Church of St Teilo is a Grade II* listed building in the Bridgend local planning authority area, Wales. First listed on 26 July 1963. A Medieval Church.
Church of St Teilo
- WRENN ID
- gaunt-soffit-swallow
- Grade
- II*
- Local Planning Authority
- Bridgend
- Country
- Wales
- Date first listed
- 26 July 1963
- Type
- Church
- Period
- Medieval
- Source
- Cadw listing
Description
Church of St Teilo
This is a Grade II* listed church built in Ecclesiologically correct Early English style. It consists of a nave with a west bellcote and south porch, together with a lower, narrower chancel.
The building is constructed from snecked limestone with sandstone dressings, and has steep slate roofs with coped gables. The four-bay nave features stepped buttresses with gablets, a moulded corbel table, and lancet windows with sill and impost bands. The porch is positioned to the left of centre. Its south wall is ashlar with stopped chamfers to the angles, and contains a doorway with a lancet arch, one order of attached shafts with stiff-leaf capitals and a hood mould with head stops. Small narrow lights pierce the side walls. The south doorway to the nave has a two-centred head and is fitted with a boarded door decorated with ornate strap hinges.
The chancel comprises two bays with stepped buttresses and lancet windows featuring hood moulds and a continuous sill band. A priest's door, positioned left of centre, has a lancet head and hood mould, with a boarded and ribbed door hung on strap hinges.
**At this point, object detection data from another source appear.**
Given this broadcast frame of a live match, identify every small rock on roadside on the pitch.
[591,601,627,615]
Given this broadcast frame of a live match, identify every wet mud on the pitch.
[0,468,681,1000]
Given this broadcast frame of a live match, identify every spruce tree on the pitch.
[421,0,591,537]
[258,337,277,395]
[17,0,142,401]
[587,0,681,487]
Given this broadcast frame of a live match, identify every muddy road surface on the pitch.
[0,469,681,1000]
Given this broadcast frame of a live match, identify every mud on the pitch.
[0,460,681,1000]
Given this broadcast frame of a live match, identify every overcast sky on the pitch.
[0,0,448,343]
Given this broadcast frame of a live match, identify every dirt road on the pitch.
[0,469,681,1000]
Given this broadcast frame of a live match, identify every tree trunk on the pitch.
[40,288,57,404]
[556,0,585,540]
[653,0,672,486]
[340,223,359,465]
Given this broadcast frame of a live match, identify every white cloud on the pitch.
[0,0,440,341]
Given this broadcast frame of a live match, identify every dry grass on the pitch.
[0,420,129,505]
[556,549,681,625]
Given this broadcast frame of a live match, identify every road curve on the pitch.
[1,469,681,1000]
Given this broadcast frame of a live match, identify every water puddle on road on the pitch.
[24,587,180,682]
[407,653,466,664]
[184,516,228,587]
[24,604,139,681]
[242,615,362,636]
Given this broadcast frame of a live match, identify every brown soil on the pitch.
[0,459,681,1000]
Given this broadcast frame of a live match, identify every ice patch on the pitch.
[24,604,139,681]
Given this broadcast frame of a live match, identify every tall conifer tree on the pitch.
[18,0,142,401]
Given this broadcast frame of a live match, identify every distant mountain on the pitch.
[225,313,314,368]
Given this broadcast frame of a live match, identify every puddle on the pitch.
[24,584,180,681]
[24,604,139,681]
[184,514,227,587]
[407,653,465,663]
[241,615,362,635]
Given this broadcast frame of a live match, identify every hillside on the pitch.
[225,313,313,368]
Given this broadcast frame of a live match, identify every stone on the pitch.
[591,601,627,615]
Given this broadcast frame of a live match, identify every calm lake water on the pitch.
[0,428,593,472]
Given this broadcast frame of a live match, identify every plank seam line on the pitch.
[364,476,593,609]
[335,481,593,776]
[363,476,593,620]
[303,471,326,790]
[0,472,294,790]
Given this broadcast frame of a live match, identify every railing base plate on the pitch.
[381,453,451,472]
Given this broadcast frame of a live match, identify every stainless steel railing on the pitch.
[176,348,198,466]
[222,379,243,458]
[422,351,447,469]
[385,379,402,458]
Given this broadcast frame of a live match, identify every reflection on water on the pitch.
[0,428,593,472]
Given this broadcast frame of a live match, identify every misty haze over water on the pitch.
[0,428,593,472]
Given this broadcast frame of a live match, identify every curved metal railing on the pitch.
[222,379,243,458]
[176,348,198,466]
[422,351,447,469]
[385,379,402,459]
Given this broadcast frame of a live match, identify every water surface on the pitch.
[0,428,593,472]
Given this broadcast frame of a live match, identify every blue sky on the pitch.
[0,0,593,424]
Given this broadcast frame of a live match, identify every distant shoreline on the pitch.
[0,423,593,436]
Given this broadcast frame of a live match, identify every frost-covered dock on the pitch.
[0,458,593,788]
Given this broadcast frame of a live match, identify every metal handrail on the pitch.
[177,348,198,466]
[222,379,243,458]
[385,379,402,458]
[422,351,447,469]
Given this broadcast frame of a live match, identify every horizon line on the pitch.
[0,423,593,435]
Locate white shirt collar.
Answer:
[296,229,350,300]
Above this doorway is a stone sundial dated 1720, carried on corbels dated 1923. The east window consists of three stepped lancets beneath a continuous hood mould with foliage stops. A small round opening beneath the apex contains a trefoil window. The north side of the chancel features a gabled vestry flanked by lancets in the chancel wall, with a lean-to on the west side covering steps down to a vestry undercroft.
The nave's north wall mirrors the south side. The west wall contains a doorway beneath a two-centred head with hood mould and one order of attached shafts with moulded capitals. The west door is boarded with ornate strap hinges. Above are two lancets with continuous hood mould and head stops. Between these windows is a head corbel beneath a tall wall shaft with a stiff-leaf capital, which supports the octagonal bellcote. The bell frame is open and contains two bells. Above a dog-tooth frieze sits an octagonal spirelet crowned with a gilded weathervane.
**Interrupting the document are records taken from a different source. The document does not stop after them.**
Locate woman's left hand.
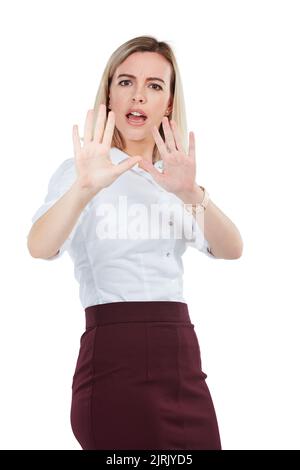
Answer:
[139,116,196,195]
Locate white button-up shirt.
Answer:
[32,147,217,308]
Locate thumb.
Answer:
[116,155,142,175]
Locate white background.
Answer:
[0,0,300,450]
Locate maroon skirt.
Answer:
[70,301,221,450]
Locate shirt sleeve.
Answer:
[31,158,87,261]
[186,214,218,260]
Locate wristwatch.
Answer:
[185,184,209,215]
[197,185,209,210]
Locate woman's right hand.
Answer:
[73,104,142,195]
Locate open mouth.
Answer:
[126,113,147,126]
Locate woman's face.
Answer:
[109,52,172,144]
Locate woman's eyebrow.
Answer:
[117,73,165,85]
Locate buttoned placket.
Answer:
[114,147,176,259]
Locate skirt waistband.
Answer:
[85,301,191,328]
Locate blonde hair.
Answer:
[93,36,188,163]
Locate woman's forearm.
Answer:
[178,186,243,259]
[27,180,94,258]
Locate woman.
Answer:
[28,36,242,450]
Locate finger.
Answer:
[115,156,142,176]
[170,119,185,153]
[94,103,106,142]
[73,125,81,158]
[189,132,196,160]
[162,116,177,152]
[152,126,168,158]
[83,109,93,144]
[102,111,115,148]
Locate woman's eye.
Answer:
[119,80,162,90]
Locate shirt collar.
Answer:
[110,147,163,191]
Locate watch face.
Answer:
[154,160,164,172]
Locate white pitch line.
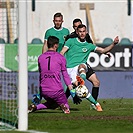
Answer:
[26,130,48,133]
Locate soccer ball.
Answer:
[76,85,89,98]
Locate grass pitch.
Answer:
[0,99,133,133]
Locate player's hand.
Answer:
[105,52,111,58]
[32,94,41,105]
[73,95,82,104]
[76,76,85,85]
[114,36,119,45]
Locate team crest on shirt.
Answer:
[82,48,87,52]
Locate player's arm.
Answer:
[60,46,68,55]
[42,40,48,53]
[96,36,119,54]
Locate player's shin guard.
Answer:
[86,93,97,105]
[92,87,99,101]
[80,72,86,81]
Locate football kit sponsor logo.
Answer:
[44,74,55,78]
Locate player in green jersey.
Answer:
[60,24,119,110]
[42,13,69,53]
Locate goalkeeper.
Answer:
[28,36,75,114]
[60,24,119,111]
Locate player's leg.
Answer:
[78,64,87,81]
[86,93,103,111]
[54,90,70,114]
[65,66,82,104]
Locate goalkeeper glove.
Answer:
[76,76,85,85]
[32,94,41,105]
[70,89,76,98]
[73,95,82,104]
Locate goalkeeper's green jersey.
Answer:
[64,38,96,68]
[44,27,69,52]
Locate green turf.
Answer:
[0,99,133,133]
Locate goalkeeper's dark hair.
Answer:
[73,18,82,25]
[54,12,63,19]
[47,36,59,48]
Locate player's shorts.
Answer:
[86,63,95,79]
[42,89,69,109]
[67,63,88,83]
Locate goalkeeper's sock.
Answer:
[92,87,99,100]
[80,72,86,81]
[86,93,98,105]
Internally, the nave has a pointed arched-brace roof with one tier of wind braces. The principals stand on wall shafts with stylised stiff-leaf corbels. The west wall contains a similar but larger wall shaft supporting the bellcote. The chancel arch features polygonal responds with stiff-leaf capitals and a hollow-chamfered two-centred arch. The chancel roof resembles the nave but has two tiers of wind braces and shorter wall shafts with head stops beneath central trusses. Both nave and chancel have sill bands. The rere arch to the east window contains free-standing clustered shafts in the centre flanked by plainer attached shafts, with a continuous hood mould.
The floor is laid with patterned tiles by Minton. A 13th-century plain, tub-shaped octagonal font stands on a square base, mounted on a stepped plinth with blue patterned tiles. Beside the font is a former stoup. A circular pulpit, positioned in the nave on a thin white stone pedestal with panelling and detached marble shafts, dominates the interior. The chancel contains the shaft of a pillar piscina beneath a 19th-century stone shelf in the north wall, with a scalloped bowl from another Norman piscina beside it. A doorway connecting to the vestry, inserted in the north wall of the chancel with a lancet head and roll moulding, was brought from Newcastle vicarage in 1963.
The church contains significant stained glass. William Wailes, working contemporaneously with the church's construction, created glass depicting the Resurrection in the east window and Miracles of Christ in the south and north windows. The west window contains similar glass depicting Saints Teilo and Dewi. The nave's north wall features glass commemorating the First World War, created by A.J. Davies of the Bromsgrove Guild and by Jones and Willis, dated 1925.